Era un adolescente y vivía en las cabañas que para los desafortunados se habían construido en los muros adyacentes del castillo cuando a su puerta tocó un hombre de aspecto extraño. El rostro cubierto con una gruesa capa de tela pesada, apenas asomaba su nariz aguileña y le era imposible ver sus ojos aunque notó que refulgían como candelas vibrantes. El desconocido se presentó como un viajero, un rey mago, un representante de un antiguo templo en el que –según dijo- adoraban a Astarté. El joven no entendía palabra alguna pero vio en aquel desconocido una oportunidad y decidió aprovecharla. Lo hizo pasar y le convidó con un agua con gotas de lima y jengibre. El hombre se sentó y de pronto se apagaron las velas del lugar. Con mayor intensidad sus ojos parecían carbones amarillos y hasta parecían alumbrar y proyectar un reflejo sobre los vidrios de lugar.
Sacó una piedra con un grabado en tinta carmesí, una pluma negra y un pañuelo de seda demasiado fino para el aspecto de aquel viajero. El joven comprendió el significado de aquello sin mediar palabra. Se sabía en aquella región de que existían los hombres del crepúsculo que tramaban pactos secretos con fuerzas misteriosas y sin duda éste era uno de ellos. Con los ojos vendados por su propia voluntad y luego de garabatear unas líneas sobre la blanda arcilla con la pluma de buitre, dejó que el viejo le clavara los colmillos en las venas del cuello.
Vio luz, brillante como el cielo iluminado y sintió la pulsión de mil espasmos recorrer su cuerpo. Pudo sentir sus uñas y su vello, los músculos y los tejidos de su cuerpo como una serie infinita de campanadas vibrando en el éter. Un estertor en la columna que sintió como si se partiera en mil partes y se volviera a soldar en el acto con tanto dolor que le pareció hermoso y placentero.
Cuando abrió los ojos la cabaña se hallaba abandonada y sobre la mesa había quedado la firma del pacto y una chorreadura de sangre en parte ya seca.
Ese fue el comienzo de una cadena que se pierde en las profundidades de las eras y en el olvido de los hombres.

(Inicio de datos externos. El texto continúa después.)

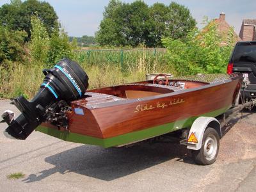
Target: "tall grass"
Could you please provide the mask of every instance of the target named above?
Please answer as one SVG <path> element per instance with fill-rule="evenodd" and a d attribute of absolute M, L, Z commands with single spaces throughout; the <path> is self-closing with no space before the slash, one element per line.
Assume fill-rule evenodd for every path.
<path fill-rule="evenodd" d="M 117 52 L 95 52 L 95 55 L 83 60 L 81 60 L 81 54 L 86 53 L 77 52 L 76 60 L 89 76 L 89 89 L 143 81 L 147 73 L 173 72 L 166 64 L 163 52 L 125 52 L 125 68 L 120 65 Z M 42 69 L 42 65 L 32 65 L 29 61 L 13 63 L 8 69 L 0 67 L 0 97 L 33 97 L 44 79 Z"/>

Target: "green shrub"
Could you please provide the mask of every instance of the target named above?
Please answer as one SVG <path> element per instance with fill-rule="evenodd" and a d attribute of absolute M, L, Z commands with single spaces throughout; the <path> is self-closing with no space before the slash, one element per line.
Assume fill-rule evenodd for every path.
<path fill-rule="evenodd" d="M 49 68 L 63 58 L 74 58 L 74 45 L 69 44 L 63 30 L 56 30 L 49 37 L 39 18 L 31 17 L 31 24 L 30 51 L 33 63 Z"/>
<path fill-rule="evenodd" d="M 24 39 L 27 36 L 25 31 L 12 31 L 0 26 L 0 65 L 4 61 L 22 61 L 25 50 Z"/>
<path fill-rule="evenodd" d="M 211 21 L 202 30 L 189 33 L 183 41 L 163 39 L 169 65 L 179 75 L 225 72 L 234 46 L 233 29 L 227 36 L 219 33 L 217 24 Z M 226 44 L 222 45 L 224 41 Z"/>

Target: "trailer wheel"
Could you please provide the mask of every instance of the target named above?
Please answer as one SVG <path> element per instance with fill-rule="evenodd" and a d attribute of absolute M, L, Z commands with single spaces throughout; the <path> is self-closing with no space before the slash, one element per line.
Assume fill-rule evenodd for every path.
<path fill-rule="evenodd" d="M 202 147 L 200 150 L 193 150 L 195 162 L 198 164 L 207 165 L 215 162 L 220 147 L 220 136 L 217 131 L 208 127 L 204 133 Z"/>

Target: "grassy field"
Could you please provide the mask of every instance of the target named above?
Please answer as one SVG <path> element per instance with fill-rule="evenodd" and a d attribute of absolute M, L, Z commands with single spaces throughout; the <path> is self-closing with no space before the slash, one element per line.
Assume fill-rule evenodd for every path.
<path fill-rule="evenodd" d="M 160 50 L 77 52 L 74 60 L 89 76 L 90 89 L 142 81 L 147 73 L 173 72 Z M 0 97 L 33 97 L 43 81 L 43 68 L 29 63 L 0 67 Z"/>

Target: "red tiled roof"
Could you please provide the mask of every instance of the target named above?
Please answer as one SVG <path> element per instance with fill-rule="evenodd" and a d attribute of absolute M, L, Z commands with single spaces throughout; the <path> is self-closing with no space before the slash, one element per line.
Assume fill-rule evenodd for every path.
<path fill-rule="evenodd" d="M 256 19 L 244 19 L 244 25 L 256 26 Z"/>

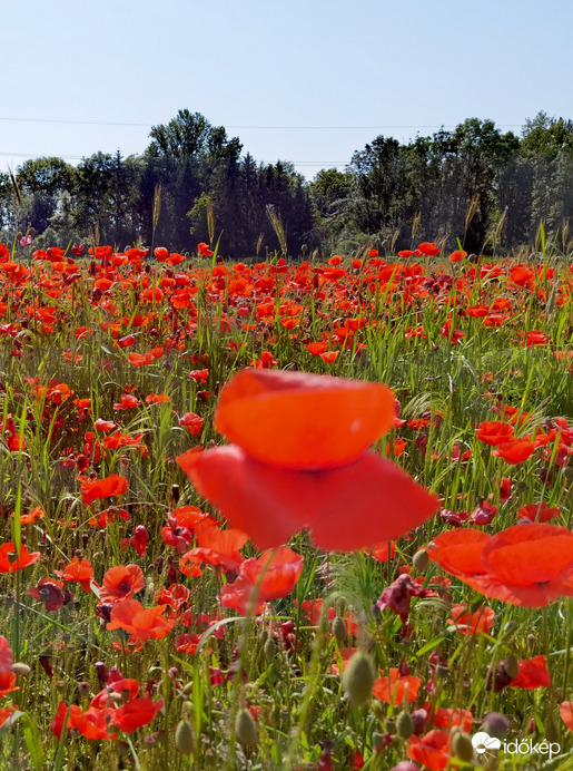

El universo de los muertos vivientes, las almas carcomidas por la carroña de plasma de los planos invisibles, los buitres del néctar divino tragando y devorando el tiempo en un incesante devenir de vidas y muertes, en la búsqueda una promesa de felicidad que nunca llega.
Eclipsados en su propio poder, viven y se inclinan ante la pasión y el canto de las urgencias de la materia para satisfacer su vacío, el nido del horror.

CHARLES VALLESE-DUBOIS, 1986 “EL NIDO DEL HORROR” (Ed. Strianese & Vighton LTD.)